Sports complexes and stadia were on Sunday permitted to reopen but declared out of bounds for spectators in the fourth phase of the coronavirus-forced lockdown, possibly clearing the path for only the resumption of halted training camps.
“Sports complexes and stadia will be permitted to open, however, spectators won’t be allowed,” read one of the Ministry of Home Affairs guidelines to be followed during the lockdown, which was due to end on Monday but has been extended till May 31.
India has recorded over 90,000 COVID-19 cases so far with nearly 3000 deaths.

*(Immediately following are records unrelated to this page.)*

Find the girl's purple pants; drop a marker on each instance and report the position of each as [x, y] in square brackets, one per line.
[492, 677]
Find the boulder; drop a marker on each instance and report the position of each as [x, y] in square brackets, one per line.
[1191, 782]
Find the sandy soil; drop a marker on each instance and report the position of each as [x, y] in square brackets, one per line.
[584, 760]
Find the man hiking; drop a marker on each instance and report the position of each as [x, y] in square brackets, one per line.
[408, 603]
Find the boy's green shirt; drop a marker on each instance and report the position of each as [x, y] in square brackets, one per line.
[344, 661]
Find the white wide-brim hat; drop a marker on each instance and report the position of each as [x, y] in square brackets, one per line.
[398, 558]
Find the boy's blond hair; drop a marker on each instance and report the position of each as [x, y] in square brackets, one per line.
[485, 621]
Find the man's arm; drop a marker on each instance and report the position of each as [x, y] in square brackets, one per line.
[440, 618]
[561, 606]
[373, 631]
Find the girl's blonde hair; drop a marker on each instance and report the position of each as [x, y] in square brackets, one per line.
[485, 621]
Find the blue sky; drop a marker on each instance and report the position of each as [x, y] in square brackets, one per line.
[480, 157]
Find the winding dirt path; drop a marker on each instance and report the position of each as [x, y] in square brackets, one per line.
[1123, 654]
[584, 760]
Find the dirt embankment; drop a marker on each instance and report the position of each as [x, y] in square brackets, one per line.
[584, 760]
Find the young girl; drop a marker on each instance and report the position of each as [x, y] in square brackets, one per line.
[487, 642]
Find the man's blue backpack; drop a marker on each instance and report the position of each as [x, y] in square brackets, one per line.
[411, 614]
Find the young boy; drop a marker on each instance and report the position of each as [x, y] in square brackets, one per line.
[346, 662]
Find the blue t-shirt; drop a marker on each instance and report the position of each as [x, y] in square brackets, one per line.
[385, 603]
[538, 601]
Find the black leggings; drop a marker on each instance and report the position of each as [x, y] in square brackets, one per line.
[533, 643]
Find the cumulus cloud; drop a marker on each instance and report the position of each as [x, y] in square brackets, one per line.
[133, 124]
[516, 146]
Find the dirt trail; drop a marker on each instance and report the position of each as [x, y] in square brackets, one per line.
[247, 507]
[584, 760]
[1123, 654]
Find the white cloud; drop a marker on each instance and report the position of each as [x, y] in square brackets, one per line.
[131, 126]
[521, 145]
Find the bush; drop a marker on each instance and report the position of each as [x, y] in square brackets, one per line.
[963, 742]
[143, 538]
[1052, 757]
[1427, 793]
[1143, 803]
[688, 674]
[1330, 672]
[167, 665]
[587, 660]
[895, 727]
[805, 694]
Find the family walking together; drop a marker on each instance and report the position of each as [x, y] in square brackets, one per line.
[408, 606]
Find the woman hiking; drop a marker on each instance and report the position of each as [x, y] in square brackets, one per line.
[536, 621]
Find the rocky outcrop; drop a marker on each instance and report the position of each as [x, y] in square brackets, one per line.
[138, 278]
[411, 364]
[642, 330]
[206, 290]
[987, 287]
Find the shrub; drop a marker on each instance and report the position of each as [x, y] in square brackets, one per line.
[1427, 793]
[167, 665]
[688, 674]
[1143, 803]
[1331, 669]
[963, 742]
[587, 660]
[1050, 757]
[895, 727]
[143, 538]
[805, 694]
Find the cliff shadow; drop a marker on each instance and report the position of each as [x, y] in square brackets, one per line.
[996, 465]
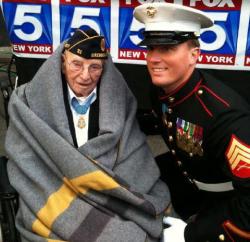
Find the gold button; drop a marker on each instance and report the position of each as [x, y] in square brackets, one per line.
[221, 237]
[171, 99]
[200, 92]
[165, 122]
[170, 124]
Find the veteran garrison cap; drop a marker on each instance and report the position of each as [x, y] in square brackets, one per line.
[87, 44]
[168, 23]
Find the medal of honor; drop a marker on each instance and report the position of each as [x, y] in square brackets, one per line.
[81, 122]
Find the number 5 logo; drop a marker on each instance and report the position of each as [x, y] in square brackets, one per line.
[21, 17]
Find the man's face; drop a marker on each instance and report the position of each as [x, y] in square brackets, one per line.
[171, 65]
[81, 74]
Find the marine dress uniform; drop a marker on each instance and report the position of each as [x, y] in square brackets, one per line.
[206, 127]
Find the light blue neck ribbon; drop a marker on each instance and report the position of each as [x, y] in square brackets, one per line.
[83, 108]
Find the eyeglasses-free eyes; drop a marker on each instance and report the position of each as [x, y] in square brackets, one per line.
[79, 66]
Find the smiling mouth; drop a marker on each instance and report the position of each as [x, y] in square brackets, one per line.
[159, 69]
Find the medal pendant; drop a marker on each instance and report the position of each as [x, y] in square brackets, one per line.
[81, 123]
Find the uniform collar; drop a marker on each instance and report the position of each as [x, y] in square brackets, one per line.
[182, 92]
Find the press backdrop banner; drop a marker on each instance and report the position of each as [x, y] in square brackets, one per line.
[37, 27]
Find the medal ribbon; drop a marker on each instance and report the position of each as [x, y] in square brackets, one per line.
[83, 108]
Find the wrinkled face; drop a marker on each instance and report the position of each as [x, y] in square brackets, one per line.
[171, 65]
[82, 74]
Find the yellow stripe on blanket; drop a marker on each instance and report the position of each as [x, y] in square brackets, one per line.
[60, 200]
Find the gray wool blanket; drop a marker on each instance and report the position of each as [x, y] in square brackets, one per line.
[106, 190]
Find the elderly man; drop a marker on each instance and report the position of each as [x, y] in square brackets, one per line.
[206, 127]
[77, 157]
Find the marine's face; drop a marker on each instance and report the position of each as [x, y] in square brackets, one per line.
[82, 74]
[171, 65]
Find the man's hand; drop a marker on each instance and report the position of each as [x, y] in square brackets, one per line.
[175, 233]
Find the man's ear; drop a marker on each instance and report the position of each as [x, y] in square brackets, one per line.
[195, 53]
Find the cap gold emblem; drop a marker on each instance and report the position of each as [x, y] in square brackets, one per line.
[151, 11]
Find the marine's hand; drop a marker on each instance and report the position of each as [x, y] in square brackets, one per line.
[176, 230]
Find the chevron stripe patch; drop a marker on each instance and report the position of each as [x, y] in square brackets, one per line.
[238, 155]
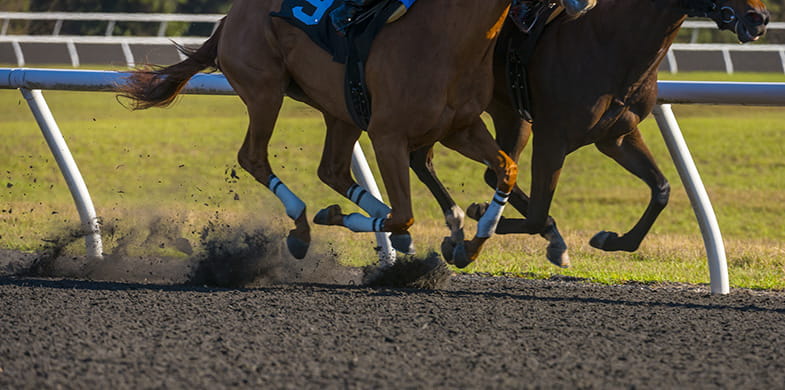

In the latest guidelines, sport continues to be listed alongside the functions, gatherings and large congregations which are not allowed as of now.
“Resumption of training seems to be the only implication of this guideline,” said a Sports Ministry source.
The only big-ticket event that was to happen in India at this time was the Indian Premier League, which was postponed indefinitely in April due to the health crisis.
Despite the relaxation announced on Sunday, the IPL is unlikely to go ahead even behind closed doors anytime soon as travel restrictions — both domestic and international — continue to remain in place.
The lockdown originally came into effect in mid-March and the Tokyo Olympics-bound elite athletes, who are based at Sports Authority of India (SAI) complexes in Patiala and Bengaluru, have been demanding resumption of training for the past couple of weeks.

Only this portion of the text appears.